Certaines nécessitent des antibiotiques, d’autres une prise en charge digestive sur le long terme. Certaines mettent en jeu la vie du patient, d’autres non.
Ce qui les relie toutes, c’est l’inflammation de la muqueuse colique. Mais ce qui les différencie, ce sont leurs mécanismes.
Une colite peut être :
- Infectieuse, liée à une bactérie, un virus ou un parasite
- Ischémique, causée par un manque d’irrigation du côlon
- Inflammatoire, comme dans les MICI (rectocolite hémorragique, maladie de Crohn)
- Spasmodique ou fonctionnelle, comme dans le syndrome de l’intestin irritable
- Chronique ou aiguë
Tant que l’on ne sait pas quel type de colite on a, on avance dans le flou. D’où l’importance du diagnostic précis.
Quelles sont les différentes formes principales de colites et leurs causes réelles ?
Pour bien comprendre comment agir, il faut connaître les formes principales de colites et ce qui les déclenche réellement.
Colite infectieuse : la plus fréquente, la plus brutale
C’est l’une des formes les plus fréquentes, parce qu’elle repose simplement sur une contamination. Un aliment souillé, un verre d’eau non potable, une intoxication alimentaire, une prise d’antibiotiques qui dérègle la flore, un virus attrapé dans un lieu clos… et tout le côlon se met à réagir violemment.

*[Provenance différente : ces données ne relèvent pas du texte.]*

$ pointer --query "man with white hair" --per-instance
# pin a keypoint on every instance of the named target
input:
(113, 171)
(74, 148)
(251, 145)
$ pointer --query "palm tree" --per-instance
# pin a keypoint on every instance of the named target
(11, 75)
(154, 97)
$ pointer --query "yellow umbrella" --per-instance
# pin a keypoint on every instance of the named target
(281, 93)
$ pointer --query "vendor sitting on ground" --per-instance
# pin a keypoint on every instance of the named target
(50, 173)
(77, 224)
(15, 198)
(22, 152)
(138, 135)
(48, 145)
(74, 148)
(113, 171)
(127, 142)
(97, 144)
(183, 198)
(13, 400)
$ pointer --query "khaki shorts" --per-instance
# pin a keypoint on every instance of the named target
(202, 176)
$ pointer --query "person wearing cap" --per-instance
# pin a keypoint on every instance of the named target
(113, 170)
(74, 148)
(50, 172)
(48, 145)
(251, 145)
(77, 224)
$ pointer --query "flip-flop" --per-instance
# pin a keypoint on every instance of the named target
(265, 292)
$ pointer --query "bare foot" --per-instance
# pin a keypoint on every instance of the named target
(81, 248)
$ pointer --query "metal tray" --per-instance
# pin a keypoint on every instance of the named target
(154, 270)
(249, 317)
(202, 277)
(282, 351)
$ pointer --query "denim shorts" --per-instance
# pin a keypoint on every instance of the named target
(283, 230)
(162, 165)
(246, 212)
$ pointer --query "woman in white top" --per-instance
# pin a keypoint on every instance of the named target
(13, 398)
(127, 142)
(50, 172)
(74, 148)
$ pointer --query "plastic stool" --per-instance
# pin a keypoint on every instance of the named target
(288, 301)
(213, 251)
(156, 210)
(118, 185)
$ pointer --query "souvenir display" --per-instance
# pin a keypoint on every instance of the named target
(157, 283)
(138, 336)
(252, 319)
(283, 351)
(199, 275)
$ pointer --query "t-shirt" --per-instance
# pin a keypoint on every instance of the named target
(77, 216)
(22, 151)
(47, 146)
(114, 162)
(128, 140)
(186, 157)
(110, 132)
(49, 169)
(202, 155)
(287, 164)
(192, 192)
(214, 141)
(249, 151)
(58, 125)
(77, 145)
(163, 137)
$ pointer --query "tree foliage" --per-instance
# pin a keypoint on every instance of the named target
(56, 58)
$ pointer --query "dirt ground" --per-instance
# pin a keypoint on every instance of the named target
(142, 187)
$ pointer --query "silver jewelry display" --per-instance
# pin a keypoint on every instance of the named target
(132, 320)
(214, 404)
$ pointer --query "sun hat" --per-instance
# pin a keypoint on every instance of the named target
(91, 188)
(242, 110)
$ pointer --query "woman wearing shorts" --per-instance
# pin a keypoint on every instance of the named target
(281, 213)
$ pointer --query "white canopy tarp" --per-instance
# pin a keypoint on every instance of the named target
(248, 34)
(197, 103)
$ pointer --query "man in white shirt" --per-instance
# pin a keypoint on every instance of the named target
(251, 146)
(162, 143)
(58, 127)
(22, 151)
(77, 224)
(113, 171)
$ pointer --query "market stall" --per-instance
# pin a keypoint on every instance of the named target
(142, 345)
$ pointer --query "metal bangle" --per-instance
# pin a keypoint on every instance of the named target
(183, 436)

Dans la colite infectieuse, la cause est limpide : un micro-organisme envahit la muqueuse du côlon et déclenche une inflammation brutale.
Elle est causée par des agents comme Campylobacter, Salmonella, Clostridium difficile, des virus digestifs ou des parasites tels que les amibes.
Le côlon, agressé directement, s’enflamme pour tenter de repousser l’intrus. C’est ce qui provoque la diarrhée aiguë, la fièvre, les crampes abdominales et parfois les selles sanglantes. L’inflammation est ici la conséquence directe d’une lutte immunitaire.
Ce type de colite apparaît souvent soudainement, quelques heures ou quelques jours après la contamination.
Ici, le traitement passe par :
- La réhydratation
- Parfois les antibiotiques
- Un repos digestif
- Un soutien du microbiote après la crise
Elle est généralement brève, mais peut devenir sévère si le pathogène est agressif ou si la personne est fragile.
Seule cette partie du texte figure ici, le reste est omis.